We lit out of Galway and headed for the Connemara, the northwest region of County Galway. The thing about Ireland is that each time you think you’ve seen all the beauty this island has to offer, you enter a new region and are awe struck once again. Between the placid mirror-like lakes, pale mountains, deep valleys and more than occasional rainbows, the Connemara is so gorgeous it hurts.
We hit Westport by nightfall, and this was where the wear and tear of a week in Galway finally caught up to me. I was worn out, tired and sick.
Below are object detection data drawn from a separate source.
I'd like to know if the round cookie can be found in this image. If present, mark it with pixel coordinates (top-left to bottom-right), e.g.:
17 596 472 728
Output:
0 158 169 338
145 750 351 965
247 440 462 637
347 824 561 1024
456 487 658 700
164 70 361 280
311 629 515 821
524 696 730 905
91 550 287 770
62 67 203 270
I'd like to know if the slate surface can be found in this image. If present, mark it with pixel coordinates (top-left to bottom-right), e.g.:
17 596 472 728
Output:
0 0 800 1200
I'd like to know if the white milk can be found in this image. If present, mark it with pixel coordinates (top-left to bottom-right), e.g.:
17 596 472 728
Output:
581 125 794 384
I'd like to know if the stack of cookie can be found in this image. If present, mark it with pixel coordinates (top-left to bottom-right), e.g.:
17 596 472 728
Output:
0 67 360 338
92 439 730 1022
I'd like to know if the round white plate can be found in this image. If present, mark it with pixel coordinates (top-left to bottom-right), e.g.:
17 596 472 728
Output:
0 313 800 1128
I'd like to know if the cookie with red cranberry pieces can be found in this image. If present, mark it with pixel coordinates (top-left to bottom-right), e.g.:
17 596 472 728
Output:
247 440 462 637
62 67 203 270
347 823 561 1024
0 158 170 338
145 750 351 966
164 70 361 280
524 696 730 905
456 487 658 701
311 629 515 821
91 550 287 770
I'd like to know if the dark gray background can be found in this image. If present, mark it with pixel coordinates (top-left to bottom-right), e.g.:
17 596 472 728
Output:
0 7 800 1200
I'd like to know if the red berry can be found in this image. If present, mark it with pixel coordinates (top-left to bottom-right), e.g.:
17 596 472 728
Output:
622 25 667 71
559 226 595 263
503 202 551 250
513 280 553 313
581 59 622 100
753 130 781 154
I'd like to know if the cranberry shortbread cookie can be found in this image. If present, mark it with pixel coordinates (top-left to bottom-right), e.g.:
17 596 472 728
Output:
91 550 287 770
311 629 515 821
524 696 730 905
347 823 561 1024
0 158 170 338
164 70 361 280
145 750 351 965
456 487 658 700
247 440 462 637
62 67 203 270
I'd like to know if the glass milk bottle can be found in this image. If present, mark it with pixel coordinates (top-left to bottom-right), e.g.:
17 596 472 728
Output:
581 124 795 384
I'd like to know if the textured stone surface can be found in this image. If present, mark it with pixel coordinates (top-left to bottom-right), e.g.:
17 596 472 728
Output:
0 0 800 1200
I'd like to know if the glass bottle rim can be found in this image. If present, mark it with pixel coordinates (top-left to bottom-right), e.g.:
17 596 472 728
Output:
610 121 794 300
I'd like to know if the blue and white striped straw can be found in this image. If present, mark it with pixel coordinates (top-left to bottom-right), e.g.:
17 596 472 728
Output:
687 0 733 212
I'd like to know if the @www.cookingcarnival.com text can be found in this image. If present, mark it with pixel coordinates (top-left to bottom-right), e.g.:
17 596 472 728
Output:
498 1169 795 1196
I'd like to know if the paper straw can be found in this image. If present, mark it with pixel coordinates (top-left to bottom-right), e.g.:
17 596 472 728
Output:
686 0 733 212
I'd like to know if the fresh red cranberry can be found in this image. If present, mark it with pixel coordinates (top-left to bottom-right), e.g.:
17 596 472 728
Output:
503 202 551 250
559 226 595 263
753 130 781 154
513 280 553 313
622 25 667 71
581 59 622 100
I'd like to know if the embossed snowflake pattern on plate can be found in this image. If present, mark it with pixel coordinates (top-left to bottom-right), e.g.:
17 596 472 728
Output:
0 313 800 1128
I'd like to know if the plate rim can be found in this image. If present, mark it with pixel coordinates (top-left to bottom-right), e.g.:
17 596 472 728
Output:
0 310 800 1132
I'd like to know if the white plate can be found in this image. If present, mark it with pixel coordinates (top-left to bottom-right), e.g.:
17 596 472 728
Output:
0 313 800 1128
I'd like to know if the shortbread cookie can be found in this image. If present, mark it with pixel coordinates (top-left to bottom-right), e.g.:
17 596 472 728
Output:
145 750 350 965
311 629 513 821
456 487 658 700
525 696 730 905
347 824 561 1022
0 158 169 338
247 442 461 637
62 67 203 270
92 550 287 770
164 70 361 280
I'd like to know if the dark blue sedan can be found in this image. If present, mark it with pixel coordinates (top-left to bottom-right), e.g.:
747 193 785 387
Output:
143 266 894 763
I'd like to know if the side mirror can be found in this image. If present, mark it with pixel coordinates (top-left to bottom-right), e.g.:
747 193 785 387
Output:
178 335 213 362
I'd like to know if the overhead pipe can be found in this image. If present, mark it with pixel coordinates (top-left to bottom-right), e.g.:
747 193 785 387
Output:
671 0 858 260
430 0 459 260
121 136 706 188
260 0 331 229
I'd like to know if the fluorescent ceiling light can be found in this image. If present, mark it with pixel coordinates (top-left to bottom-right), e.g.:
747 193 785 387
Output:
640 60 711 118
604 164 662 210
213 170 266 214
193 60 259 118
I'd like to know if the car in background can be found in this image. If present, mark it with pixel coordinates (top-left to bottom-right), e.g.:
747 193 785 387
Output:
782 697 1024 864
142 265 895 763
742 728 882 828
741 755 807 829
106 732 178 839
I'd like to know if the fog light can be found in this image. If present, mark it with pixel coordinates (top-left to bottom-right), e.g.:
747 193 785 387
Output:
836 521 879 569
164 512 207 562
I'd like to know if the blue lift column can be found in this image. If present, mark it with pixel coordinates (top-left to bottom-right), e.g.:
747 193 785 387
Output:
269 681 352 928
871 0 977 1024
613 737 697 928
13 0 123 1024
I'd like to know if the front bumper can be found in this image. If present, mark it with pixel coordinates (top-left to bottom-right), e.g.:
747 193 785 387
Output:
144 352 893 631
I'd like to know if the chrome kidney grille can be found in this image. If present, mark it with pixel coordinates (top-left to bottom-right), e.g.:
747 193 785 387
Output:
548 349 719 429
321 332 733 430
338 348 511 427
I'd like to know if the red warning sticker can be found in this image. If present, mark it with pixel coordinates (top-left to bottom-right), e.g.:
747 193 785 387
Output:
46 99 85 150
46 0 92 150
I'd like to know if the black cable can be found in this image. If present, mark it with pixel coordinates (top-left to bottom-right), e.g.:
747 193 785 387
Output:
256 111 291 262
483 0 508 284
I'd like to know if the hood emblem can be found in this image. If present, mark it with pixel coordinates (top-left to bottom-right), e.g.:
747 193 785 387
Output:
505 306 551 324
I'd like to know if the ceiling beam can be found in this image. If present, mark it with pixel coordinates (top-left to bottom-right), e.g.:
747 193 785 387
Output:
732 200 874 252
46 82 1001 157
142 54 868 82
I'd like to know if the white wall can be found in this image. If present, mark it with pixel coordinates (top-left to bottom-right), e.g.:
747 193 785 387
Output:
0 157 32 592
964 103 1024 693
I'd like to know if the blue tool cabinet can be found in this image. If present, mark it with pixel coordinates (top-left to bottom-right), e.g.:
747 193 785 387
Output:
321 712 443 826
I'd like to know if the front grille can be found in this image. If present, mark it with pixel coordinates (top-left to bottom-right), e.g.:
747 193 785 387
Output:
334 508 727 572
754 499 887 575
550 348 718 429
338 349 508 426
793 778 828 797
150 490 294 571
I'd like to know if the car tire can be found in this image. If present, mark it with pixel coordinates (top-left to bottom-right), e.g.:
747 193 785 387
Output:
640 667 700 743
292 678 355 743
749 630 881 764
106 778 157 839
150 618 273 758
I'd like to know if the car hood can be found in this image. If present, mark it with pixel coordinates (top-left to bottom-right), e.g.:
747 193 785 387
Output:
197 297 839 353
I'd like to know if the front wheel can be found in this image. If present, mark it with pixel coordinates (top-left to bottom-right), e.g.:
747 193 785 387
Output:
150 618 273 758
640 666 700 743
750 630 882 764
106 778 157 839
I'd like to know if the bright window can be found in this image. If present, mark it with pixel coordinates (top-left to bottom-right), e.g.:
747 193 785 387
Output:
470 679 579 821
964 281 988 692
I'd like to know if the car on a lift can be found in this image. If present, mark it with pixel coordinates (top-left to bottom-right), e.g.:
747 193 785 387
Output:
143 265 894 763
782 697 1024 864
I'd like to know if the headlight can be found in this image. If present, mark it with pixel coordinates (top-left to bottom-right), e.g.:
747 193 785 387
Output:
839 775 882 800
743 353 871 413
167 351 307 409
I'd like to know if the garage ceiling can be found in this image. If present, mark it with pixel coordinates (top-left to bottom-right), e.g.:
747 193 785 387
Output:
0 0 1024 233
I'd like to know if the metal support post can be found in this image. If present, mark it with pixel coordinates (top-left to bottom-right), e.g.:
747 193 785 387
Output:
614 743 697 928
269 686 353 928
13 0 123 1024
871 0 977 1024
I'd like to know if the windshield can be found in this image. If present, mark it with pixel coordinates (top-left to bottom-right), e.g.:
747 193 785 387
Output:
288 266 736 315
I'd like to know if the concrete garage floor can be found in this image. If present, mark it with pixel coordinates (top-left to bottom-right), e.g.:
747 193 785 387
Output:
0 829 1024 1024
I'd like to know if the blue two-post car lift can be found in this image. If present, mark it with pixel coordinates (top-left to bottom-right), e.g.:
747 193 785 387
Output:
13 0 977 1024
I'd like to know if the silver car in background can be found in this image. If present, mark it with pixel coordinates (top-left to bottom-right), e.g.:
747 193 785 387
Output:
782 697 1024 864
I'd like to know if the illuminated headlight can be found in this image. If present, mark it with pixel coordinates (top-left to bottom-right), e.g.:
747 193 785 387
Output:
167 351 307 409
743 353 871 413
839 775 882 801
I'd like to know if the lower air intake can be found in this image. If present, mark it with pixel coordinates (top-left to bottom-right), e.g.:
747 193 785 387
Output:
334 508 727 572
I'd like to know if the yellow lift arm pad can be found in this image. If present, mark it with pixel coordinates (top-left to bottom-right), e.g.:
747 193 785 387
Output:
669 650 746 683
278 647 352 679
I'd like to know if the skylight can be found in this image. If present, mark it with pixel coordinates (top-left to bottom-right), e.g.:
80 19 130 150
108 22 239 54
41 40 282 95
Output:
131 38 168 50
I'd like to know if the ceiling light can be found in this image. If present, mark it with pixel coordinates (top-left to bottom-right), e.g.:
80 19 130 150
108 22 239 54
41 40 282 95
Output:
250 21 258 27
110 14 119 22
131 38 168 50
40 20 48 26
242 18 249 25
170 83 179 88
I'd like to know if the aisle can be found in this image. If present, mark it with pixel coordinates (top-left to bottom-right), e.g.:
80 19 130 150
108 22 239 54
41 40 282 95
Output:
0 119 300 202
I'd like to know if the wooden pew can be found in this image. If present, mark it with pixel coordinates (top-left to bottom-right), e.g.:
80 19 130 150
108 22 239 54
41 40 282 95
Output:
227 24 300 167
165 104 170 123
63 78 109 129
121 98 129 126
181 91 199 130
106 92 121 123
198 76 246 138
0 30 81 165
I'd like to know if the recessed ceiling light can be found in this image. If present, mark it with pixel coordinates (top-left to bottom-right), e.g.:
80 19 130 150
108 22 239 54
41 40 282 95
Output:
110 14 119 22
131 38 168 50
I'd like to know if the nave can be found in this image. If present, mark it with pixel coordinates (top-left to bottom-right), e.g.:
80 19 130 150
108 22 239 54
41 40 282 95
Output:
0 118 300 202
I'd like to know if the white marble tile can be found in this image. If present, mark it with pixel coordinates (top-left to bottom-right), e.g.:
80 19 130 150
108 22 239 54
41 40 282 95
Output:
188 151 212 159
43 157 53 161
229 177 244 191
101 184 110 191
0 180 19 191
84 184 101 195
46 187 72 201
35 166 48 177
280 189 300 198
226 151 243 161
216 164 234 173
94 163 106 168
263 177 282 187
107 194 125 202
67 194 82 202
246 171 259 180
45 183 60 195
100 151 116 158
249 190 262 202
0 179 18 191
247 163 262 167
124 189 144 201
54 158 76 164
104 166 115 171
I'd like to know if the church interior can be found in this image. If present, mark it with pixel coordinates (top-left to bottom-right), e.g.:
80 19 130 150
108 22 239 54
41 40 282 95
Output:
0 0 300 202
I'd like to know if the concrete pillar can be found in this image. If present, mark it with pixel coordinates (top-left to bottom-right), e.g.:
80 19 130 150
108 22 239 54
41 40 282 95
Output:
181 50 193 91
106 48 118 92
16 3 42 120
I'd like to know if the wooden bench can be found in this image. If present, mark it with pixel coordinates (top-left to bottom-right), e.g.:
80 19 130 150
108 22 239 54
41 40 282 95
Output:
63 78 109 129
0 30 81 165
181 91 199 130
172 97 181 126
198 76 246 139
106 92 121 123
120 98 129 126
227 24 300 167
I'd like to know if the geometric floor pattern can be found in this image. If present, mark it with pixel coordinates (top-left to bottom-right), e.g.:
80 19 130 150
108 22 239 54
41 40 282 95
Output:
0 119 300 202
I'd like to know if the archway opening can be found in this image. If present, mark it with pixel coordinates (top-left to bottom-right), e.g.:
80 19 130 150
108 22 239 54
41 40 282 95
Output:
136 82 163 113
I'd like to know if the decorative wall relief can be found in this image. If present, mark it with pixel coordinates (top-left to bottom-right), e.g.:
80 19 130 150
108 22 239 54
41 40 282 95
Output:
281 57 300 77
But I’d heard that Westport had a must see traditional music scene, so of course we went to the pub that night where I managed to thoroughly insult a local man when I wouldn’t let him buy me a beer because I felt too lousy.
The next day rivaled its predecessor in sheer physical beauty but completely outdid it in bodily sickness. We flew through west County Mayo, a region even more unruly and wild than the Connemara, hitting remote places as the stunning and almost haunting Achill Island (only accessible by a little bitty bridge). By nightfall we were in Sligo, the famous muse of WB Yeats.
Hugging the lazy river Garavogue, Yeats’ Sligo is a charming town with brightly colored buildings and absolutely nothing to do on a Sunday afternoon. So we headed out of town to find Queen Maeve’s grave – roughly 40,000 tons of stone sitting atop a hill, with a 360 degree view of County Sligo. Apparently if you take a stone from the bottom of the hill, and carry it with you for the duration of the 35 minute hike to the top, you can place it on the enormous pile of rocks and make a wish. Unfortunately we didn’t know this until we got back to town.
It was getting dark by the time we left Queen Maeve, so I dropped Camille at the station so she could catch her bus, and I headed Letterkenny where I now sit, exhausted, and coughing up phlegm.
Stuart’s Euro Saving Secret of the Day: Learn how to drive stick shift – it’ll save you LOADS of money.